Frogging-Family / nvidia-all

Nvidia driver latest to 396 series AIO installer
808 stars 71 forks source link

[Feature Request] NvFBC Patch #92

Open kekonn opened 2 years ago

kekonn commented 2 years ago

Would you consider integrating (an option to apply) the following: https://github.com/keylase/nvidia-patch

Or is it safe to apply to the drivers as is? I would think not since it's a binary patch and might interfere with other patches your system makes.

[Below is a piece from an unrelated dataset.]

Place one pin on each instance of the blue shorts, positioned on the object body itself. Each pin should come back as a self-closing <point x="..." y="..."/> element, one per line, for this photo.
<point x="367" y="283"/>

Arcitec commented 2 years ago

NvFBC has no uses anymore?

If you are using the OBS "NvFBC" plugin, then stop it. The plugin was just a temporary hack back when Wayland lacked any screen capture API (before things like pipewire). The OBS NvFBC plugin has been discontinued by its author because it offers zero benefits over the native X11/Wayland "full screen capture" driver that exists in normal OBS.

The NvFBC plugin works as follows:

The native non-NvFBC screen capture plugin in OBS ("Screen Capture (XSHM)") does the exact same thing and has the exact same performance, because NVIDIA's driver exposes the framebuffer to the native Linux screen capture API.

No need to hack your NVIDIA drivers with NvFBC patch. That technique is ancient.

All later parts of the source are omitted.